Contes de l'âge d'or - 2

Enfin, le dernier sketch montre un groupe de journalistes en effervescence au moment où Ceaucescu accueille le président français, en visite officielle. Hors de question de laisser ce « Vespar J’espaing » – un des journalistes le désigne ainsi – ce suppôt du capitalisme occidental voler la vedette au camarade leader de la nation. Et là, horreur, malheur ! Giscard porte un chapeau, et pas Ceaucescu… Les photographes doivent se dépêcher de retoucher la photo et retoquer le chef d’un couvre-chef, pour que le journal puisse être imprimé dans la foulée et livré dans les usines au petit matin, comme de coutume… Mais à confondre vitesse et précipitation, on commet des erreurs…

Contes de l’âge d’or s’ouvre sur des travailleurs vivant dans la peur du jugement des officiels du parti et se clôt sur un ouvrier piquant un fou rire à la lecture du journal susnommé. Une sorte de petite revanche de l’opprimé sur l’oppresseur. Et un bon résumé de l’esprit du film, qui entend bien se moquer d’un passé douloureux, dont la société roumaine porte encore les stigmates. La démonstration est des plus efficaces, à la fois effrayante et drôle : L’ensemble des quatre sketches montre un système politique en pleine déliquescence, tellement rigide et liberticide qu’il mène à des situations grotesques, ubuesques. Et qui tente donc par tous les moyens de sauver les apparences, par des mensonges, des omissions, des bidouillages de la véracité des faits…

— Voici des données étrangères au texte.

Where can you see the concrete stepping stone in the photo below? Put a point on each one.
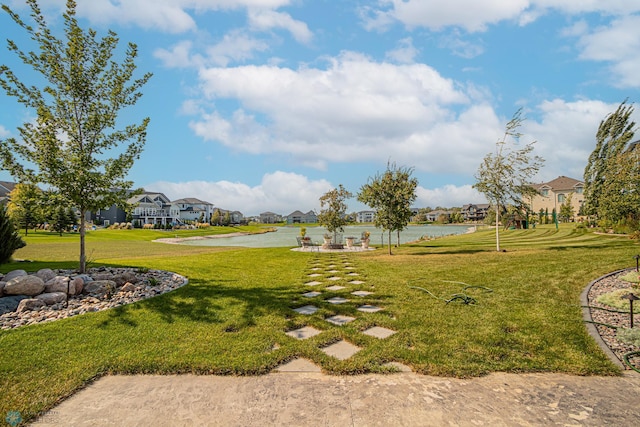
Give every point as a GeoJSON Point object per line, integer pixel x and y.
{"type": "Point", "coordinates": [341, 350]}
{"type": "Point", "coordinates": [311, 294]}
{"type": "Point", "coordinates": [304, 333]}
{"type": "Point", "coordinates": [399, 366]}
{"type": "Point", "coordinates": [369, 308]}
{"type": "Point", "coordinates": [298, 365]}
{"type": "Point", "coordinates": [361, 293]}
{"type": "Point", "coordinates": [379, 332]}
{"type": "Point", "coordinates": [307, 309]}
{"type": "Point", "coordinates": [339, 319]}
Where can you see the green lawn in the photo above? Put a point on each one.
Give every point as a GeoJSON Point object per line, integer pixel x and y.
{"type": "Point", "coordinates": [233, 315]}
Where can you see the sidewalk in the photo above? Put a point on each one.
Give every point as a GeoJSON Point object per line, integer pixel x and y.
{"type": "Point", "coordinates": [314, 399]}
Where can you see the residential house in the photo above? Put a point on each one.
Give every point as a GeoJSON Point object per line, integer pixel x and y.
{"type": "Point", "coordinates": [438, 215]}
{"type": "Point", "coordinates": [475, 212]}
{"type": "Point", "coordinates": [154, 208]}
{"type": "Point", "coordinates": [552, 194]}
{"type": "Point", "coordinates": [6, 187]}
{"type": "Point", "coordinates": [298, 217]}
{"type": "Point", "coordinates": [270, 218]}
{"type": "Point", "coordinates": [365, 216]}
{"type": "Point", "coordinates": [192, 209]}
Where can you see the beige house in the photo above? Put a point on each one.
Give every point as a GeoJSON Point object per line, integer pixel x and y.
{"type": "Point", "coordinates": [553, 194]}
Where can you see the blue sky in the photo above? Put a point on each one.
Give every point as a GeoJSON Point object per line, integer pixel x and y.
{"type": "Point", "coordinates": [264, 105]}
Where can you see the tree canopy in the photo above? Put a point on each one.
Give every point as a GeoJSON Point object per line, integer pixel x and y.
{"type": "Point", "coordinates": [85, 87]}
{"type": "Point", "coordinates": [390, 194]}
{"type": "Point", "coordinates": [504, 177]}
{"type": "Point", "coordinates": [612, 176]}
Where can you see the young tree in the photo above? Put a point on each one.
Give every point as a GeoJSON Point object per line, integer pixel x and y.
{"type": "Point", "coordinates": [77, 108]}
{"type": "Point", "coordinates": [390, 194]}
{"type": "Point", "coordinates": [504, 176]}
{"type": "Point", "coordinates": [11, 240]}
{"type": "Point", "coordinates": [333, 210]}
{"type": "Point", "coordinates": [25, 206]}
{"type": "Point", "coordinates": [566, 209]}
{"type": "Point", "coordinates": [604, 181]}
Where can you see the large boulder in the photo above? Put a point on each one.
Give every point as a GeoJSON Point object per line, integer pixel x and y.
{"type": "Point", "coordinates": [13, 274]}
{"type": "Point", "coordinates": [100, 288]}
{"type": "Point", "coordinates": [51, 298]}
{"type": "Point", "coordinates": [46, 274]}
{"type": "Point", "coordinates": [29, 304]}
{"type": "Point", "coordinates": [9, 304]}
{"type": "Point", "coordinates": [60, 284]}
{"type": "Point", "coordinates": [24, 285]}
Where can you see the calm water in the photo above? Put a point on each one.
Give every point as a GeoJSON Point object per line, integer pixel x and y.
{"type": "Point", "coordinates": [286, 236]}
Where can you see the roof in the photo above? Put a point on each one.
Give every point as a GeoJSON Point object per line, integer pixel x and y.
{"type": "Point", "coordinates": [560, 183]}
{"type": "Point", "coordinates": [192, 201]}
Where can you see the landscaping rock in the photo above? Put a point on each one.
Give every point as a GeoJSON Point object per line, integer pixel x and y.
{"type": "Point", "coordinates": [59, 284]}
{"type": "Point", "coordinates": [46, 274]}
{"type": "Point", "coordinates": [24, 285]}
{"type": "Point", "coordinates": [128, 287]}
{"type": "Point", "coordinates": [9, 304]}
{"type": "Point", "coordinates": [100, 288]}
{"type": "Point", "coordinates": [29, 304]}
{"type": "Point", "coordinates": [125, 277]}
{"type": "Point", "coordinates": [52, 297]}
{"type": "Point", "coordinates": [13, 274]}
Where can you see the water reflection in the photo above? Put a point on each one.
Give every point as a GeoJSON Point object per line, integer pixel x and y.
{"type": "Point", "coordinates": [286, 236]}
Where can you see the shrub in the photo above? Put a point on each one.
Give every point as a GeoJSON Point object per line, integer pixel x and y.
{"type": "Point", "coordinates": [9, 237]}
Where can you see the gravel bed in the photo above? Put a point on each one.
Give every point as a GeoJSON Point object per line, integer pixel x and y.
{"type": "Point", "coordinates": [619, 320]}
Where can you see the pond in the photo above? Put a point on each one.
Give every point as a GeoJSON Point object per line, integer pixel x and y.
{"type": "Point", "coordinates": [286, 236]}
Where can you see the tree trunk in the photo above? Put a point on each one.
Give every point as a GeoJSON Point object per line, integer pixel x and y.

Même si les sketchs sont de rythme inégal – l’éternel défaut de ce type de film collectif – on suit avec intérêt cette œuvre pleine de finesse et portée par quelques-uns des meilleurs acteurs roumains. A noter qu’une autre anthologie de courts-métrages devrait sortir prochainement pour compléter ce tableau tragi-comique des années Ceaucescu…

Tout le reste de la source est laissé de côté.